Changing a Differential Form into Spherical Polars

Question

I am currently trying to integrate:$$\omega_{a,b,c} = \frac{(x-a)dy\wedge dz+(y-b)dz\wedge dx+(z-c)dx\wedge dy}{[(x-a)^2+(y-b)^2+(z-c)^2]^{3/2}}$$ over the unit sphere centered at $(a,b,c)$, with the standard orientation. I am supposed to show that this integral gives $-4\pi$. I am confused by how the spherical coord system of this differential form would look.

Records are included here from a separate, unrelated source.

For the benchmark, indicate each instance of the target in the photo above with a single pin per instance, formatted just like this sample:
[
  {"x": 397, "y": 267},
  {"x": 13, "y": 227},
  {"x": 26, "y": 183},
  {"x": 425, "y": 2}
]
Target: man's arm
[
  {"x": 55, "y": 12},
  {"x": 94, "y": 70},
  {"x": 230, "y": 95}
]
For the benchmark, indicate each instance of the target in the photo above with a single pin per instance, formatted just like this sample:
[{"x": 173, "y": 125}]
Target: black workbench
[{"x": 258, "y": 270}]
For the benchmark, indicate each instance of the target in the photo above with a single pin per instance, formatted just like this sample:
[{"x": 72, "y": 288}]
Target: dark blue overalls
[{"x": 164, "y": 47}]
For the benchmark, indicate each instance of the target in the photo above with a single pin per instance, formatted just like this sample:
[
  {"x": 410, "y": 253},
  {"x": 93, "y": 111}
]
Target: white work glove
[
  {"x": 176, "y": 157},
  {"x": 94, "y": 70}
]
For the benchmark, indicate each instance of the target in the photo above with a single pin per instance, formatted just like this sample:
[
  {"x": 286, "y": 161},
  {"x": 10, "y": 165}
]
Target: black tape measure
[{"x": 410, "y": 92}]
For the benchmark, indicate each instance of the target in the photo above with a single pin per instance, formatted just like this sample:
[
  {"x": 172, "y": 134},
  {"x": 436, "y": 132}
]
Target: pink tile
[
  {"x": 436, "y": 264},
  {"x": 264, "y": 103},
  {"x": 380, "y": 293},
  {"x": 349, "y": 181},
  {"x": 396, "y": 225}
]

I know that the form replacing $(x-a)$ with $x$, same with $y$ and $z$ gives: $$\sin\phi\, d\theta\wedge d\phi$$Am I allowed to use the same parametrization? Or would this give a completely different parametrization? I am looking for a way without using Stokes' Theorem, as this is required for another part of the question. Thank you.

Answer 1

Start by considering $(a,b,c) = (0,0,0)$. Set $D = [0,2\pi] \times [0,\pi]$ and let $\Phi \colon D \rightarrow S^2$ be the map given by

$$ \Phi(\theta, \varphi) = (\cos (\theta) \sin(\phi), \sin(\theta) \sin(\phi), \cos(\phi)) $$

(so $x = \cos(\theta) \sin(\phi)$, etc). Since $\Phi|_{D^{\circ}}$ is an orientation preserving diffeomorphism from $D^{\circ}$ onto a subset of $S^2$ whose complement is of measure zero, we have

$$ \int_{S^2} \omega = \int_D \Phi^{*}(\omega) $$

so it is enough to calculate the pullback of $\omega$ along the spherical coordinate system $\Phi$ and integrate the result over $D$. I'll demonstrate how to calculate the pullback of first summand $\frac{x dy \wedge dz}{(x^2 + y^2 + z^2)^{\frac{3}{2}}}$ of $\omega$ to $D$ and leave the rest to you:

$$ \Phi^{*} \left(\frac{x dy \wedge dz}{(x^2 + y^2 + z^2)^{\frac{3}{2}}} \right) = \frac{(\cos(\theta)\sin(\phi)) d(\sin(\theta)\sin(\phi)) \wedge d(\cos(\phi))}{1} = (\cos(\theta)\sin(\phi)) (\sin(\phi) d(\sin(\theta)) + \sin(\theta) d(\sin(\phi))) \wedge d(\cos(\phi)) \\ = (\cos(\theta)\sin(\phi))(\sin(\phi)\cos(\theta) d\theta + \sin(\theta)\cos(\phi) d\phi) \wedge (-\sin(\phi) d\phi) = \\ -\cos^2(\theta)\sin^3(\phi) d\theta \wedge d \phi.$$

The algorithm for computing the expression above is simply replacing $x,y,z$ with the appropriate expressions in terms of $\theta,\phi$ and then calculating the differentials using the exterior derivative calculus.